43. Elastic gluteoplasty with the Elasticum thread and Jano cannula under local anesthesia: basic procedure
KEYWORDS: elastic gluteoplasty, butt lift, gluteal lifts surgery, Elasticum suture, Jano canula
This patient's bottom looks hollowed and drooping. An elastic gluteoplasty procedure will lift and firm up the soft tissues of the buttocks. This is done by means of the EP5 Elasticum thread and the two-tipped Jano cannula.
The preoperative design of the pathways of the elastic threads to be implanted is the same as the one we used in the first elastic gluteoplasty with two circular sutures, which was published on CRPUB in 2013.
Two loops are drawn – one upper and one lower. The upper loop extends from the point where the skin of the buttock meets that of the lumbar region down to about a palm's width from the gluteal sulcus. This loop lifts and firms the upper portion of the buttock.

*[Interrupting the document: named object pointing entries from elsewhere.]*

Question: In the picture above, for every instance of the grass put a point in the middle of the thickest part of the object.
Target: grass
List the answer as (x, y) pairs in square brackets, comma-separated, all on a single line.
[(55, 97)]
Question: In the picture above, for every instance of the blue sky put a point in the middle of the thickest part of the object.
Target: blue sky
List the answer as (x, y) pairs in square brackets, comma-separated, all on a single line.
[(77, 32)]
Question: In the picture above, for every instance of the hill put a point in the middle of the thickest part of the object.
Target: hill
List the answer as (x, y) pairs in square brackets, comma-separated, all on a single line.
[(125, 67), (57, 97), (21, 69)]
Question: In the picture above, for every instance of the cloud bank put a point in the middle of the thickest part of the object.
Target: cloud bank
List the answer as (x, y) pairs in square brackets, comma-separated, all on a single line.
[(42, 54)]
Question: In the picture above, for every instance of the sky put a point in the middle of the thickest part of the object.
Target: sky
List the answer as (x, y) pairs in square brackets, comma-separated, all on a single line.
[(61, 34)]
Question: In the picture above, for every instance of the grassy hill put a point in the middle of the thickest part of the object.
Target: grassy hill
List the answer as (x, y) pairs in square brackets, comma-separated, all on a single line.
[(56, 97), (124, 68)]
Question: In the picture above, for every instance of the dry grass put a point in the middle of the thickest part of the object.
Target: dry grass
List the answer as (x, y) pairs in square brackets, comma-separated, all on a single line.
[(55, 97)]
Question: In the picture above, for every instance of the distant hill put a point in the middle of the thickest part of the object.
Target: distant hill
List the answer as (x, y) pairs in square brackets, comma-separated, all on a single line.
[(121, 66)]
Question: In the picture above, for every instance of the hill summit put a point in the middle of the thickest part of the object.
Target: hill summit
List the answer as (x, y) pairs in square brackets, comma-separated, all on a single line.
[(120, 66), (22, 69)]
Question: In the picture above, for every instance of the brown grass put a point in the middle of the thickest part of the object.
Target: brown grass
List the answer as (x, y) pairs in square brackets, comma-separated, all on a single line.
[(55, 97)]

The lower loop partially follows the same pathway as the upper loop, but extends further down - to about 3 cm from the gluteal sulcus. This second loop lifts the lower portion of the buttock.
Local anesthesia with 2% mepivacaine is carried out at the two points of incision where the knots of the threads will be lodged. Anesthesia is also carried out in depth.
The operator now carries out local anesthesia along the preoperative design, where the threads will be implanted. Before the elastic threads are implanted, a dilute anesthetic solution is prepared by adding three 10 mL vials of 2% mepivacaine and 1 mg of epinephrine to 500 mL of lactate Ringer or physiological solution. This is injected by means of a 10 mL syringe and a 21G needle.
The solution is injected 5 mL at a time along the pathways of the elastic threads, in both directions.
Using a finger, the operator feels for the points where the anesthetic has already taken effect, and continues to inject at these points, so that the injections will be painless.
Having completed local anesthesia along the pathways of the elastic threads, the operator uses a number 15 blade to make two skin incisions of about 5 mm. A Klemmer is then used to create a space that will be deep enough and wide enough to house the knots.
Now, pre-tunnelling begins. This is done with a two-tipped rod, which has depth marks on the shaft. The rod is inserted perpendicularly into the skin incision and travels through the subcutaneous tissues at the depth at which the elastic thread will be implanted, about 2 cm. When the two-tipped rod has to emerge or change direction, the tip comes into contact with the dermis; the assistant uses an SM67 microsurgery scalpel to make an incision parallel to the rod, so that the tip can emerge. These tiny incisions of little more than 2 mm will no longer be visible after a few months.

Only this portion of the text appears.